По затемненной улочке с не горящими фонарями неторопливо, спотыкаясь на невидимых в темноте выбоинах, они шли к зданию штаба, когда из-за ограды ближайшего двора вывернула группа военнослужащих. Интуиция Мельниченко взвыла тревожной сиреной и не успел сопровождающий подойти на несколько шагов к встреченному патрулю, как Андрей сомандовал громким шепотом: — В стороны, ложись. Колодяжный и Стонис среагировали мгновенно, а Калошин только начал поворачиваться к Андрею, видимо намереваясь что-то спросить, как тишину ночи разорвал громкий винтовочный выстрел.

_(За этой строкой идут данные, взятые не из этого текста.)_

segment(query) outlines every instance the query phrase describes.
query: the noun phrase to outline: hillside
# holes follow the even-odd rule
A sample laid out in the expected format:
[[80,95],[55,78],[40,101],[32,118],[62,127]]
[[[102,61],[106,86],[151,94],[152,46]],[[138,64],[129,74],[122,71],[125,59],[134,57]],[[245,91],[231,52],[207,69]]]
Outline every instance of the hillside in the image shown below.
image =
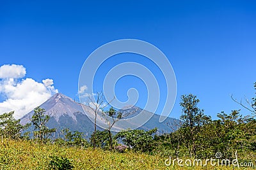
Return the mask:
[[[87,136],[90,136],[93,131],[93,123],[88,118],[88,117],[94,118],[93,111],[88,106],[74,102],[71,98],[62,94],[54,94],[43,103],[40,107],[45,109],[46,113],[52,117],[47,124],[49,128],[56,128],[58,130],[69,128],[72,131],[78,131],[84,132]],[[137,111],[134,111],[134,110]],[[148,130],[157,127],[159,132],[170,132],[171,129],[166,124],[174,121],[173,118],[168,118],[164,122],[159,123],[159,115],[143,110],[136,106],[127,110],[122,110],[120,111],[133,113],[130,117],[136,116],[140,113],[143,116],[152,116],[148,122],[138,128],[140,129]],[[20,119],[20,123],[25,124],[30,122],[29,118],[33,114],[33,111],[26,114]],[[120,131],[132,128],[136,126],[136,124],[139,122],[140,120],[138,120],[138,122],[129,120],[120,121],[113,126],[112,129]],[[105,118],[100,114],[97,116],[97,124],[100,125],[101,127],[106,127],[107,125]],[[98,127],[98,129],[102,130],[102,129]]]

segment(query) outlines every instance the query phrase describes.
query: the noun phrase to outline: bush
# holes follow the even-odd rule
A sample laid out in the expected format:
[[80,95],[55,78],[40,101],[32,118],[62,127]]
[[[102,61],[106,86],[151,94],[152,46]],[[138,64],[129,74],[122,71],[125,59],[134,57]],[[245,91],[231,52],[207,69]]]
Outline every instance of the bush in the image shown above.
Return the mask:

— Ё..ть! — громко выругался Калошин, сбитый с ног Артуром и видимо сильно ударившийся при падении. На голос ответил громкий стрекот автомата и несколько вспышек со стороны «патруля». Автомат, не успел еще никто из оборонявшихся выстрелить, внезапно смолк. Над улицей пронесся дикий крик загрызаемого зверем человека. Андрей, вытащивший к этому времени свой любимый трофейный «парабеллум», несколько раз выстрелил по вспышкам и перекатился в сторону. Черт, улица, как заведено, использовалась для выбрасывания мусора и он несколько раз довольно серьезно оцарапался о какие-то острые штуковины, а левой ладонью ухитрился вообще вляпаться во что-то смачно хлюпающее и противно расплывающееся под рукой. Немного погодя в нос ударила волна вони. Сбоку несколько раз громыхнули выстрелы стрелявшего одиночными из своего ППД Колодяжного. Одновременно вспыхнули, опять бесшумно, ответные выстрелы диверсантов. Андрей успел заметить также вспышки выстрелов Стониса, а вот стрельбы Калошина не заметил. «Ранен или убит?» — мелькнули в голове несвоевременные мысли. В эту минуту из переулка послышался рокот мотора, одновременно на стороне нападавших раздался еще один громкий, незатихающий вопль, а над местом боя пронесся громкий крик: — Всем бросить оружие и встать! Руки вверх, иначе открою огонь на поражение! — Похоже кричали во что-то вроде рупора, крик был настолько громким, что на время перекрыл даже вопли схваченного Ленгом человека. Одновременно улицу осветил слабый свет фар. Стоящий с поднятыми руками Мельниченко увидел так же стоящих Колодяжного, Стониса и Калошина, а на стороне нападавших заметил тройку выделяющихся темными грудами на фоне земли тел, а кроме того, сбоку, у самой ограды — лежащего на земле человека, над которым в характерной позе черной глыбой возвышался Ленг.